Llegó al mundo de la radio por casualidad. No en vano acompañaba a una amiga a un casting. Las ondas hertzianas le dieron el amor, su marido Chano Rodríguez; y su voz con la que ejerce la profesión. La radio lo es todo y están ligadas desde hace veinticinco años. Suyas son las mañanas de Radio Las Palmas con su programa Protagonistas Las Palmas. Su trabajo es el motor de su vida y le roba parte de su tiempo, pero se consuela con la familia y los amigos. Ella es Dulce María Facundo (Moya, 1964) y nos habla desde la terraza en el ático de su casa en La Minilla, en Las Palmas de Gran Canaria. Una estancia grande, aireada y luminosa, donde lo más cool es el color chocolate, con un área de relax, perfecta para sumergirse después de un largo día de trabajo o disfrutar con la familia y los amigos, escuchando buena música. "Es mi templo chill out, porque recibo a mis seres queridos. Y, además, mi refugio espiritual y emocional", confiesa .
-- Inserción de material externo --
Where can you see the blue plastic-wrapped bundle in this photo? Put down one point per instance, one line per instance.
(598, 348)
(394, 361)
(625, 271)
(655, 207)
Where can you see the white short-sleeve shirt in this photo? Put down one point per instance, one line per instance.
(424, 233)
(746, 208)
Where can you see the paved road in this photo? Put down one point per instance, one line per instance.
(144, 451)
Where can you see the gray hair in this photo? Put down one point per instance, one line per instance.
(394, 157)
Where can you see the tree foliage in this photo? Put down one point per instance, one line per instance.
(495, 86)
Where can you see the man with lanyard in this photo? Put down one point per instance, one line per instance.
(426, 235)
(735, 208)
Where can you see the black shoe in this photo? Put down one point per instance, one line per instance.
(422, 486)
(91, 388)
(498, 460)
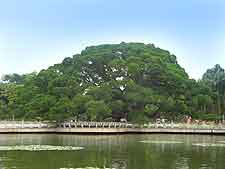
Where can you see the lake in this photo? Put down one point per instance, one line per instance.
(155, 151)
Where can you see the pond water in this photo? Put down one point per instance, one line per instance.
(49, 151)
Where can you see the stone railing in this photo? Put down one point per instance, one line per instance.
(31, 124)
(23, 124)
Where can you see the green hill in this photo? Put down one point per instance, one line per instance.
(135, 81)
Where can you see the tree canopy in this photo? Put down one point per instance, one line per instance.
(135, 81)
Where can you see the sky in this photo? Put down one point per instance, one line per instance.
(35, 34)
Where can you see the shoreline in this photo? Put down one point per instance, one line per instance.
(98, 131)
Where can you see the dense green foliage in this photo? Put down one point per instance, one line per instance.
(108, 82)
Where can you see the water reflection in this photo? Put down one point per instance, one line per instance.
(116, 151)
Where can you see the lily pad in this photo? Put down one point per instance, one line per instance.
(161, 142)
(209, 145)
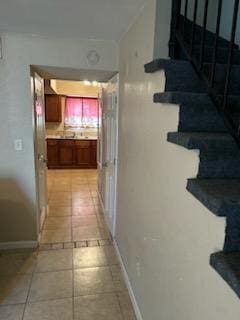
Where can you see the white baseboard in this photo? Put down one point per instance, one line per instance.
(128, 283)
(18, 245)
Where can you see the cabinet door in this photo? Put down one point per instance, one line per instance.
(66, 153)
(53, 112)
(83, 153)
(93, 157)
(52, 153)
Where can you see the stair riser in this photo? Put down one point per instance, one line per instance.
(197, 100)
(220, 168)
(209, 36)
(179, 77)
(197, 112)
(222, 55)
(191, 120)
(220, 77)
(232, 239)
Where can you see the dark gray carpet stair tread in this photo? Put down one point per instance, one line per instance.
(222, 54)
(219, 153)
(196, 140)
(228, 267)
(219, 195)
(197, 111)
(220, 76)
(180, 75)
(209, 37)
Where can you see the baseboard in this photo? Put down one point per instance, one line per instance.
(128, 283)
(18, 245)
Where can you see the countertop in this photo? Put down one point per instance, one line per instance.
(71, 138)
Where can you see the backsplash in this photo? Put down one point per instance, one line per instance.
(59, 128)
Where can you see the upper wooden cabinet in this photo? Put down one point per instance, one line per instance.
(53, 106)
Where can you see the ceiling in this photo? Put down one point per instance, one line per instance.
(90, 19)
(73, 74)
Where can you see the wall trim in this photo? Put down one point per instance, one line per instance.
(18, 245)
(128, 283)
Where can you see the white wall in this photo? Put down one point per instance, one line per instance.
(17, 176)
(165, 236)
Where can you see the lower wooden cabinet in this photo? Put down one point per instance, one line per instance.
(68, 154)
(66, 149)
(83, 153)
(52, 152)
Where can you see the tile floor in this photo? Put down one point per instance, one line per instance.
(75, 274)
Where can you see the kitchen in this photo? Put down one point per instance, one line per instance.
(72, 117)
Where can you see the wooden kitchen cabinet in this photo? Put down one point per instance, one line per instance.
(52, 152)
(83, 153)
(53, 108)
(66, 153)
(71, 153)
(93, 154)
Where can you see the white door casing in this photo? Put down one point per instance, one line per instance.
(109, 136)
(40, 149)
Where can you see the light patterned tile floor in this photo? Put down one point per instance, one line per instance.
(75, 273)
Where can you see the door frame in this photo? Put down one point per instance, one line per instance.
(115, 79)
(33, 72)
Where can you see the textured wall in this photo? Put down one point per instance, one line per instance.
(165, 236)
(17, 174)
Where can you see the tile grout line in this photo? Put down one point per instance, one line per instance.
(29, 289)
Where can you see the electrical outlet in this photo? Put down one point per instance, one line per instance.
(18, 145)
(138, 266)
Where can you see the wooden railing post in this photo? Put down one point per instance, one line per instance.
(173, 45)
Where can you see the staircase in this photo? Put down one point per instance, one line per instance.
(197, 79)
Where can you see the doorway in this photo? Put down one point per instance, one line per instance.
(40, 148)
(72, 154)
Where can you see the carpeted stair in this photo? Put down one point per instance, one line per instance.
(201, 127)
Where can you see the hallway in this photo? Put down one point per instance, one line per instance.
(75, 273)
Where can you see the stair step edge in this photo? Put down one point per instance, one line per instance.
(227, 265)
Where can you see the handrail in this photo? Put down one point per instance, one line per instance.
(195, 40)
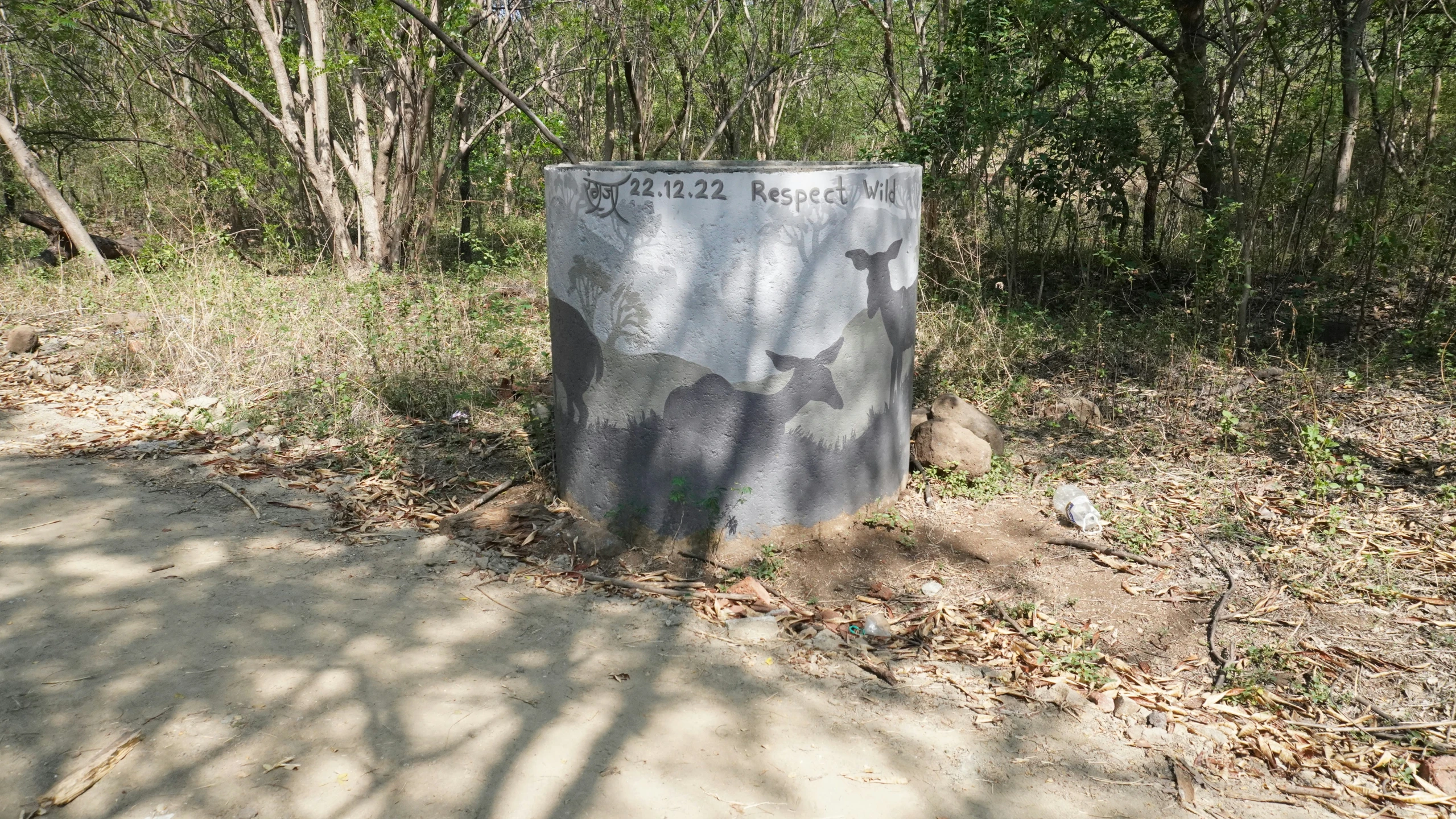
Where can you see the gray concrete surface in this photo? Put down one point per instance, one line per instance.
(398, 690)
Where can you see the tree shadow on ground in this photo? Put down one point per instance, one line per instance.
(288, 676)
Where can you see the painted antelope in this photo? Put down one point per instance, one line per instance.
(579, 364)
(712, 406)
(896, 304)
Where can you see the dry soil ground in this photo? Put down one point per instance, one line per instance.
(280, 672)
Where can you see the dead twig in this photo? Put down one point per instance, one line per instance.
(100, 766)
(488, 497)
(1225, 658)
(658, 590)
(1373, 729)
(1087, 546)
(881, 671)
(238, 495)
(708, 561)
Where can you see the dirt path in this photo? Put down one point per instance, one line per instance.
(134, 590)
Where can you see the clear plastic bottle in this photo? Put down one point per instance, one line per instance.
(1071, 501)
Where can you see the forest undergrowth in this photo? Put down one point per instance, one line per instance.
(1331, 476)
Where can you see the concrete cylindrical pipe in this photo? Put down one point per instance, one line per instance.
(731, 342)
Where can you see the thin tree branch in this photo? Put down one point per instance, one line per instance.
(475, 66)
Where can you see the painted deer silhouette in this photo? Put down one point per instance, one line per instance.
(580, 366)
(715, 437)
(714, 406)
(896, 304)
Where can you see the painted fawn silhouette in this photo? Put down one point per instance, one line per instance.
(580, 369)
(711, 415)
(897, 304)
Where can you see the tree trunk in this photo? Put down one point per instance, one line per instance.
(1190, 63)
(1150, 209)
(1350, 19)
(887, 59)
(31, 169)
(467, 252)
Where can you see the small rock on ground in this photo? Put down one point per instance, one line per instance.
(826, 640)
(753, 629)
(957, 411)
(22, 338)
(1441, 771)
(942, 444)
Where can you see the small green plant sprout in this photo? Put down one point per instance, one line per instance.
(1330, 469)
(1446, 494)
(1084, 664)
(892, 520)
(768, 565)
(1230, 429)
(955, 483)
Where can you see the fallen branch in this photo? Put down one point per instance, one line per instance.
(100, 766)
(1223, 658)
(488, 497)
(1373, 729)
(658, 590)
(1087, 546)
(881, 671)
(238, 495)
(708, 561)
(108, 248)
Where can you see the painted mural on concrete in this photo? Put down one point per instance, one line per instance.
(733, 342)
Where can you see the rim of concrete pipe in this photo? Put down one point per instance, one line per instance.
(728, 166)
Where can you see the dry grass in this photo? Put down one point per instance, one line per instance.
(309, 351)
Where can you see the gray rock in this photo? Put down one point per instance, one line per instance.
(1127, 709)
(1074, 698)
(51, 347)
(1213, 734)
(1054, 694)
(919, 415)
(22, 338)
(593, 540)
(153, 445)
(497, 562)
(1084, 411)
(431, 543)
(942, 444)
(951, 408)
(996, 674)
(753, 629)
(826, 640)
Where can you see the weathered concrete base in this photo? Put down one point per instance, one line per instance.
(717, 544)
(731, 342)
El barrio de El Altillo (Moya) está marcado con fuego en su corazón, y confiesa encantada que el próximo día 20 invitará a los moyeros a las fiestas de San Agustín. "Soy moyera como los bizcochos y los suspiros". Le apasiona leer libros como No sin mi hija. Y también viajar a Asia y a Egipto, aunque su delirio es hacer y escuchar la radio. De lunes a viernes presenta Protagonistas Las Palmas, un programa fiel reflejo de la vida de los oyentes, desde El Sebadal. Y reza el anuncio de su espacio: "Cuando despierta el día Dulce María Facundo perfila en la radio el día a día de la vida en nuestra Isla. Una isla bulliciosa y cosmopolita..; con una perspectiva amplia y sin censura de la vida social, política".
La locutora grancanaria es una hippy con tacones, una gótica en invierno, pero su paleta de colores está dominada por negros, blancos y verdes. La música desnuda su alma, sobre todo los clásicos y los inolvidables. "Estuve 16 años en los 40 Principales". Amante del bricolaje y cocinera a ratos. "En casa tiramos de mamá para llenar la barriga". Pero tiene un secreto inconfesable: el mundo masculino. "Los varones giran a mi alrededor. Mi marido, Chano Rodríguez, y mi hijo, Daniel. Hasta el perfume que uso es de hombres como Acqua di Gio de Giorgio Armani".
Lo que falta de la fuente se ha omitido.